It's ten o'clock at night; in the room in semidarkness
My sister is asleep, hands on her chest;
Her face is very white and very white her bed,
As if it understood, the light is almost unlit

She sinks into the bed like rosy fruit,
from smooth pastures into the depths of the mattress.
The air enters her chest and raises it chastely
With its rhythm measuring the fleeting minutes.

I tuck her tenderly into the white covers
And protect from the air her two divine hands;
Walking on tiptoe I close all the doors,
leave the shutters half-open and draw the drapes

There's a lot of noise outside, drowning so much noise
The men are suing each other, whisper the women,
Words of hate go up, the shouts of the merchants:
Oh, voices, stop it. Don't enter till you come to your nest.

My sister is weaving her silk cocoon
Like a skilled caterpillar: her cocoon is a dream.
With thread of gold she weaves the silken ball:
Spring is her life. I am already summer.

She counts with only fifteen Octobers in her eyes,
And so her eyes are so clean and clear;
She beleives that storks, from strange countries,
Come down carrying beautiful babies with little red feet.

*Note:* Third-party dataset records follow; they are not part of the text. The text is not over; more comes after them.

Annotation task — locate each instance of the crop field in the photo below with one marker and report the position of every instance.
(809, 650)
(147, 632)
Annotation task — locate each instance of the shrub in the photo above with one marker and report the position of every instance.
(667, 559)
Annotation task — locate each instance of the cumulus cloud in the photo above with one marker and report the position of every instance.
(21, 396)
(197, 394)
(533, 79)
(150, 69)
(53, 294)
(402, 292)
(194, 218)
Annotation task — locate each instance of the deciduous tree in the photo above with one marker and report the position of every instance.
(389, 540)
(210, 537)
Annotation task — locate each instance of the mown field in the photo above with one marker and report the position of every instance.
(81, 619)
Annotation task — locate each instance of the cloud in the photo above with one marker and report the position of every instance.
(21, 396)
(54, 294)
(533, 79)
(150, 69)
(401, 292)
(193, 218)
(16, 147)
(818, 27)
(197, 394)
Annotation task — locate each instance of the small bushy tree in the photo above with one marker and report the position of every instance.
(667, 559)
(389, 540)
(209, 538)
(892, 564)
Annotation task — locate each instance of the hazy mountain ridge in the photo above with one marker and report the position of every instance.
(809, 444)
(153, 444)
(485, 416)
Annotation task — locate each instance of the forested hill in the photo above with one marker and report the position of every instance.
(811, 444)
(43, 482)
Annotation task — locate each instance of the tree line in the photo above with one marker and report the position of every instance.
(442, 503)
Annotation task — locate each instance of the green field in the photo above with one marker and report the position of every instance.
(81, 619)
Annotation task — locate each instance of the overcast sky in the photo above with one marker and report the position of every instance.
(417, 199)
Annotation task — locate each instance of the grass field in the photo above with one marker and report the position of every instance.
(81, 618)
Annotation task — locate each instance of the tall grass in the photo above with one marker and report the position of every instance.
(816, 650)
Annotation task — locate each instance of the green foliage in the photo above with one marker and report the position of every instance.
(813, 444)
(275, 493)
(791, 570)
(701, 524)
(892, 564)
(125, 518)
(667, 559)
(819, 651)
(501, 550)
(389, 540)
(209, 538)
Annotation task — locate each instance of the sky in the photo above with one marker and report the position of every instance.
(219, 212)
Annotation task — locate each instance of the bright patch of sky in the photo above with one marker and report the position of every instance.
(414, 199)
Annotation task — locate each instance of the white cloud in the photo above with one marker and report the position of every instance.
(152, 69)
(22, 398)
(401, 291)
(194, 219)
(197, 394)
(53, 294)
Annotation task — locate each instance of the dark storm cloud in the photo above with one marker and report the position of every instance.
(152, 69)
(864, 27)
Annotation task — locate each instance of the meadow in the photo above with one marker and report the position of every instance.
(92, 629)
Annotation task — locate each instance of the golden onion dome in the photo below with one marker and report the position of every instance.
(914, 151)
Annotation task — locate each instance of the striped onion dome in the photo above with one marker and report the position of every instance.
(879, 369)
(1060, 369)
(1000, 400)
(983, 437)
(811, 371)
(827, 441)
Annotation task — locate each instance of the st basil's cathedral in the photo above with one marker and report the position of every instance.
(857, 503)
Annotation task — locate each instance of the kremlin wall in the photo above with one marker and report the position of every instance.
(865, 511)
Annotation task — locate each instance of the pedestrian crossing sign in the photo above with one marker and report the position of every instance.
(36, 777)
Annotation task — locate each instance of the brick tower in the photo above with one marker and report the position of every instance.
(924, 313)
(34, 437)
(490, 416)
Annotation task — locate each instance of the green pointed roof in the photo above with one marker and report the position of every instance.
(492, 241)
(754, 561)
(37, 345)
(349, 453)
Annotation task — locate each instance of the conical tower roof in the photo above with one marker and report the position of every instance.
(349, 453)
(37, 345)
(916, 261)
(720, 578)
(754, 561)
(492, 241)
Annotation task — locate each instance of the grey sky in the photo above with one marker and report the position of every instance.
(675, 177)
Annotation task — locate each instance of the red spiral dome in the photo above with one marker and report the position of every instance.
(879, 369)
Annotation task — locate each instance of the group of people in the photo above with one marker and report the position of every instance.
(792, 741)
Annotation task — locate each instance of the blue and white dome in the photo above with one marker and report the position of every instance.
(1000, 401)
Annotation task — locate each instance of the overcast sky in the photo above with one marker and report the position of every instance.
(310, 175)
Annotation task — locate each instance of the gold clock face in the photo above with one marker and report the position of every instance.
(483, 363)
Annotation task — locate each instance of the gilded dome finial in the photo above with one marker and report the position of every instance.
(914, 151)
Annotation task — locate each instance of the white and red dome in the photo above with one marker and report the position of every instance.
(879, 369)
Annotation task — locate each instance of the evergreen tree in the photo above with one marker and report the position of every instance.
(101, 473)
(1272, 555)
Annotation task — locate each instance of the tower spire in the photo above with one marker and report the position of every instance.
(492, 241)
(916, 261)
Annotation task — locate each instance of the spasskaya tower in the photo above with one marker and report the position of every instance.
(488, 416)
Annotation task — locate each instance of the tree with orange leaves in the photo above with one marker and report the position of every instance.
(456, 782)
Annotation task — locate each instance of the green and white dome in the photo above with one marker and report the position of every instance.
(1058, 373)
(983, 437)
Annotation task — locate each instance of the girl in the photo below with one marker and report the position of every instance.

Who wants to enter now? Oh, is it you, good wind?
Do you want to watch her? Come in. But first,
Warm up a moment; don't go so soon
and freeze the gentle dream in her present.

Like you, it's well that the rest would like to come in
and watch that whiteness, those immaculate cheeks,
Those fine bags under her eyes, those simple lines,
You would see them, wind, and kneel and weep.

Oh, if you love her, be good a day, because she
flees from the light if it hurts her. Watch your words,
and your intention. Her soul, like wax, can be carved,
But like wax, too much touch destroys her.

Do as that star that watches her by night,
Filtering its eye through a crystalline veil:
That star rubs its eyelashes and spins,
But does not wake her, silent in the sky.

Fly away, if it's possible, for your snow-white orchard:
Piety for your soul! She is immaculate.
Piety for your soul! I know it all, it's true.
But she is like the sky: She knows nothing.